SAML Authentication


Using the TCPWave IPAM 11.23 P1 (Santa Renata), organizations can leverage the single-sign-on (SSO) login standard with SAML authentication. SAML provides a single point of authentication, which happens at a secure identity provider. Then, SAML transfers the identity to service providers. This form of authentication ensures that credentials don't leave the firewall boundary.

Architecture Overview

The architectural diagram above illustrates how user authentication can be done with a single sign-on login with SAML support. SAML SSO works by transferring the user‘s identity from the identity provider(IDP) to the service provider (TCPWave IPAM). This is done through an exchange of digitally signed XML documents.

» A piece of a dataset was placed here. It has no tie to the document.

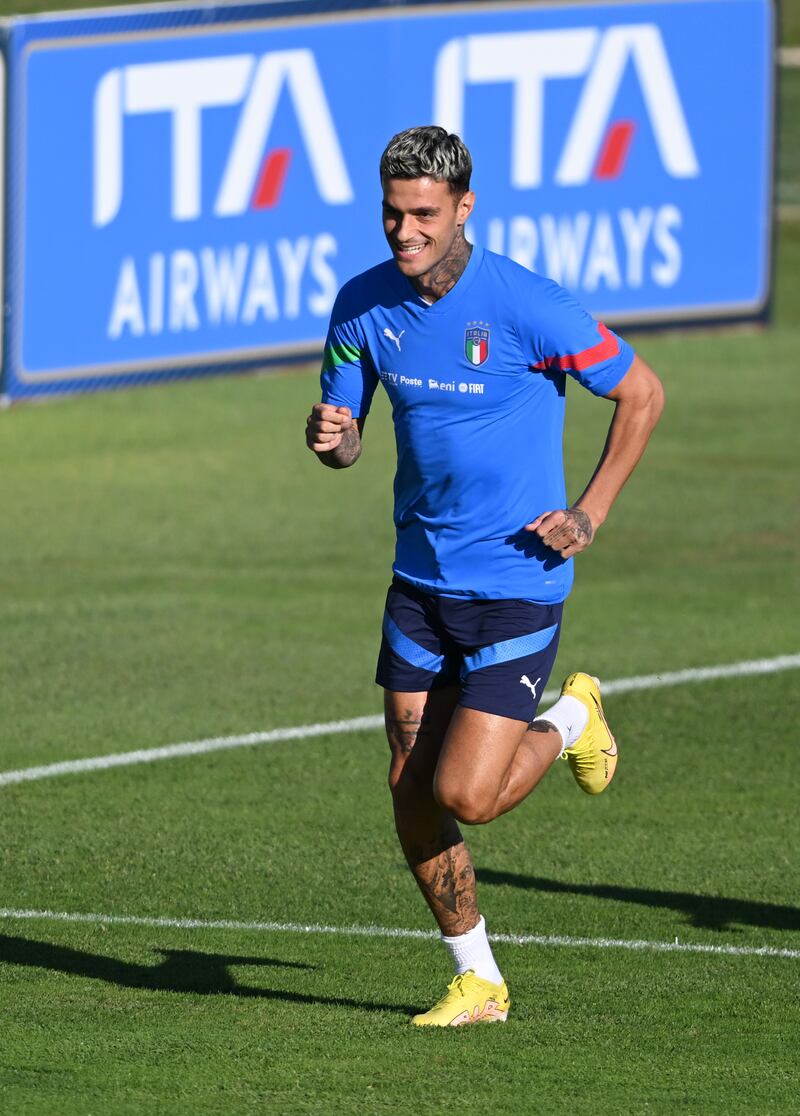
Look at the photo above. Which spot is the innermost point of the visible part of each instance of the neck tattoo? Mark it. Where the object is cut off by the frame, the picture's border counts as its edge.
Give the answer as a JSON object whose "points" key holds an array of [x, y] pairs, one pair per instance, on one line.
{"points": [[444, 276]]}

When a user is logged into an identity provider, the user wants to log in to TCPWave IPAM.

The following happens:

  • The user accesses the IDP using a link on an intranet, a bookmark, or similar, and the application loads.
  • The application identifies the user's origin (by application subdomain, user IP address, or similar) and redirects the user back to the identity provider, asking for authentication. This is the authentication request.
  • The user's identity is established, and the user is provided with application access. The user either has a current active browser session with the identity provider or establishes one by logging into the identity provider.
  • The identity provider builds the authentication response in an XML document containing the user's user name or email address, signs it using an X.509 certificate, and posts this information to the TCPWave IPAM. The service provider, which already knows the identity provider and has a certificate fingerprint, retrieves the authentication response and validates it using the certificate fingerprint.
  • The user's identity is established, and the user is provided with application access.
IDP Configuration

The general flow is to define an application and users in Identity Provider( IDP ) and associate the users with the application. The IDP will generate a unique entity ID and single sign-on and logout URLs, as well as a certificate that needs to be used by the TCPWave IPAM, in our case TCPWave IPAM, to integrate with IDP. As part of this process, the IDP should also be configured with the Assertion Consumer Service (ACS) URL, the Single Logout (SLO) URL, and the TCPWave IPAM metadata URLs. The IDP is configuration can be modified with different IDP providers in TCPWave IPAM using Global options. The procedure to integrate with Okta and OneLogin providers is described below.

OKTA - IDP Configuration

The following steps will enable the integration of TCPWave IPAM with Okta

  • Log in to the Okta dashboard with Administrator credentials. Select Classical UI from the Developer Console dropdown at the top left of the screen.
  • Click on the Admin menu item, Select the Applications menu and click on Add Application button.
  • Select Create new App, and in the popup, select the “SAML 2.0” radio button for the Sign method option.
  • Enter the application name, select an optional logo, and click next.
  • In the SAML settings, add the following values:
    Single sign on URL = https:// host>:<port>/tims/acs
    Audience URI (SP Entity ID) = https://<host>:<port>/tims/metadata
    Name ID format = EmailAddress
    Add the following attributes in the Attributes sections
    FirstName user.firstName
    LastName user.lastName
  • Once the application is created, configure the TCPWave IPAM global options with IDP provider details.
  • Users can see the Okta IDP login screen while accessing the TCPWave IPAM application.
ONELOGIN - IDP Configuration


The following steps will enable OneLogin integration with TCPWave IPAM.

  • Login to OneLogin dashboard with administration credentials. Select Administration menu.
  • Click on Add App, and select SAML Test Connector (Idp w/attr)
  • Select Create new App, and in the popup select “SAML
  • Use the following values for the application configuration parameters
    Audience: https:// <host>:<port>/tims/metadata
    Recipient: https://<host>:<port>/tims/acs
    ACS (Consumer) URL Validator: .*
    ACS(Consumer) URL: https:// <host>:<port>/tims/acs
    Single Lougt URL: https:// <host>:<port>/tims/sls
  • Once the application is created, configure the TCPWave IPAM global options with IDP provider details.
  • User can see the One Login IDP login screen while accessing the TCPWave IPAM application.
Business Advantage

Organizations using TCPWave DDI can now seamlessly integrate with SAML Identity providers and configure many commercial solutions like Okta, OneLogin, Shibboleth, Gluu, etc., with endless possibilities to accomplish 100% safe and secure DDI Workflow Automation.

The screenshots posted in this page belong to the Identity Providers. Enterprises are expected to have a contract with Identity Provider to leverage this technology. TCPWave provides Global options to configure with IDPs. TCPWave does not provide any bundled software with any Identity Provider.